New and noteworthy – 5 May 2016

Edtech unhyped, Nigerian noir, hard-bodied prose and squaring heavens above with those urges below: must-read academic books

May 5, 2016
Collection of bound essays piled high
Source: iStock

Collected Essays on Philosophers
By Colin Wilson
Edited by Colin Stanley with an introduction by John Shand
Cambridge Scholars

“Like many others,” writes John Shand in a warmly personal introduction, “I was partly inspired to study philosophy at university by having read [Colin Wilson’s] books, in particular The Outsider – not that when one turned up at university the manner in which philosophy was done was anything like that found in the book.” This collection of Wilson’s essays on 17 philosophers ranging from Russell and Husserl to Sartre and Spinoza attests to the plain speaking and persuasive arguments of “England’s only home-grown existential philosopher” and a scholar who was, concludes Shand, “in some manner a great man”.

The Writer’s Diet: A Guide to Fit Prose
By Helen Sword
University of Chicago Press

The author of Stylish Academic Writing returns with a ruthlessly slimline slice of advice – and, at, a prose flabbiness test: just pop in a sample of your work and prepare to blush. Addressing wielders of words who remain in thrall to the passive verb and the abstract noun, Sword aims to lead us to “fit and trim” prose via an assault course covering horrors such as “Prepositional pudge”, “Ad-dictions” and “Waste words”. The tone is equal parts exasperation and encouragement, and worth every sweaty minute.

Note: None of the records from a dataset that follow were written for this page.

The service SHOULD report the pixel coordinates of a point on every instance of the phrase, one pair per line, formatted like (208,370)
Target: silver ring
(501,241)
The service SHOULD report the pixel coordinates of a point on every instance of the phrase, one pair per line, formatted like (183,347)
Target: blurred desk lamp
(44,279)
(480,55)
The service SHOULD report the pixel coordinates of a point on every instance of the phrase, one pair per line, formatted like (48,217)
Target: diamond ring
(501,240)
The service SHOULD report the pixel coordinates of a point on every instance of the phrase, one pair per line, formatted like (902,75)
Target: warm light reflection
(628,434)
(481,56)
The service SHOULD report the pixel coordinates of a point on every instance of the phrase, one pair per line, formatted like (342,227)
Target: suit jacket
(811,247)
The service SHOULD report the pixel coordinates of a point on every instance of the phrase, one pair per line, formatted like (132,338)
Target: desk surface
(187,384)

Is Technology Good for Education?
Neil Selwyn
Polity Press

Edtech – what’s not to like? Well, there’s all that “marginalizing the collective and the commons”, “dehumanizing teaching and learning”, Silicon Valley’s enthusiasm for “networked individualism”, and a focus on what is commercial, calculable and effective rather than good, observes Selwyn. Persuasively understated rather than simply polemic, this short, wide-ranging essay roams from Moocs, the Khan Academy and chilling US dropout statistics to the work of UK scholars Kalwant Bhopal and Farzana Shain, and doesn’t hesitate to put it plainly: “Even the most committed and zealous proponent of digital education knows in their heart of hearts that nothing is going to be ‘fixed’ through technology.”

Christians under Covers: Evangelicals and Sexual Pleasure on the Internet
By Kelsy Burke
University of California Press

The joy of sex, as sociologist Kelsy Burke highlights in this fresh and finely told account of her research, can be a particularly complex issue when the three of you in your marriage are you, your spouse and Jesus Christ. Drawing on rich online data from,, and other websites, blogs, social media and forums frequented by evangelical American Christians, Burke looks at attempts to square the desires of the flesh with the demands of faith and fidelity. There’s clearly everything to play for, albeit definitely at home rather than away: as one pastor argues, “There’s a party being thrown in heaven when married Christians have sex.”

This Present Darkness: A History of Nigerian Organized Crime
Stephen Ellis

“419” is a joke – if not for the many victims of the online scams so associated with Nigeria that they are named for a section of its penal code. In his final book, the eminent Africanist Stephen Ellis explores how the country became a hotbed of illicit trade, endemic corruption and organised crime after the collapse of the oil industry. From moustachioed men of Empire to trafficked prostitutes in Italy, from Pentecostal entrepreneurs and the “King of Dating” to coup leader Major-General Sani Abacha, Ellis paints a bleak and detailed picture of villains and victims big and small, and the power, corruption and lies of what he unhesitatingly calls “a distinctively Nigerian type of criminality”.